お試し自主返納を終えた人に交付される「修了証」などを手に持ち参加を呼びかける県警職員(大津市打出浜・県警本部)

 高齢ドライバーに運転免許の自主返納を促すため、滋賀県警は自主返納を1カ月程度「お試し」できる取り組みを5月から始めている。参加者に交付される証明書を提示すると、公共交通や店舗のサービスなどで一定の特典を受けることができ、自主返納のメリットを体験して返納後の生活をイメージしてもらう。

 県警交通企画課によると、昨年県内で起きた交通事故は2862件で、このうち65歳以上の高齢者が運転手だった事故は617件と、21.6%を占める。

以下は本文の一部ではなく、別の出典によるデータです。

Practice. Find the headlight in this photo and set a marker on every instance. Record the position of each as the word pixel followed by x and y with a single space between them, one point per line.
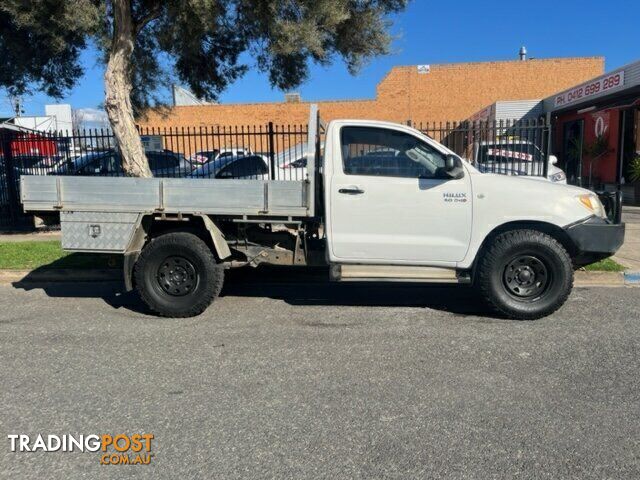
pixel 593 204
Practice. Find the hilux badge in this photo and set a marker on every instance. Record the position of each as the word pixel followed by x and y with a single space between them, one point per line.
pixel 456 197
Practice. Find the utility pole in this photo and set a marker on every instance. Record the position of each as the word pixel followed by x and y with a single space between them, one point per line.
pixel 16 104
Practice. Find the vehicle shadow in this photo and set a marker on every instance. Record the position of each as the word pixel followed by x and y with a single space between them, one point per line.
pixel 293 285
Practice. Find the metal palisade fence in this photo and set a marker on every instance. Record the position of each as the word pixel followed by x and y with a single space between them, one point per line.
pixel 503 147
pixel 268 151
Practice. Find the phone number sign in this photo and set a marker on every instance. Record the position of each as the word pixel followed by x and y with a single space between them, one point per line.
pixel 590 89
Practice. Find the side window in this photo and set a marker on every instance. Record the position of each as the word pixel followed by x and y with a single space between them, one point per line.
pixel 388 153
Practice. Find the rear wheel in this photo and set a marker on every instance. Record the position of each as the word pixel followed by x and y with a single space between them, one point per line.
pixel 177 275
pixel 525 274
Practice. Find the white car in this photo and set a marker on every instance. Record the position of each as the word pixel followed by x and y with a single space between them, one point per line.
pixel 388 205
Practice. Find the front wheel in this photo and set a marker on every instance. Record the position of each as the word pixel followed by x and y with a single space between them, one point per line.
pixel 525 274
pixel 177 275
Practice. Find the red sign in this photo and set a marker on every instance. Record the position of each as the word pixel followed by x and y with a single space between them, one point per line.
pixel 590 89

死亡事故38件のうち、高齢ドライバーによるものは8件(21.1%)だった。

 高齢者の交通事故は出合い頭に起こる割合が比較的高く、視野が狭くなることや、左右確認が不自由になることが原因とされる。昨年5月からは、75歳以上で違反があった人は、更新時の運転技能検査が義務づけられた。

 こうした中、県内では昨年、4746人が運転免許を自主返納。ただ、高齢の免許保有者が年々増加する一方、2020年以降、運転免許を自主返納した人は減少している。

 「お試し自主返納」では、65歳以上を対象に、車を運転しない生活を1カ月程度体験する。申し込み後に郵送される「お試し自主返納証」と運転免許証を提示することで、京阪電車の1日乗車券「びわ湖1日観光チケット」や、はり・きゅう院の施術を割引価格で利用できる。また、彦根市など一部の自治体では、予約型乗り合いタクシーや路線バスの回数券1冊が無料交付される。

 同課の伊吹貴也交通事故分析官は「返納後の生活をイメージして、家族で返納について話をするきっかけにしてほしい」と呼びかける。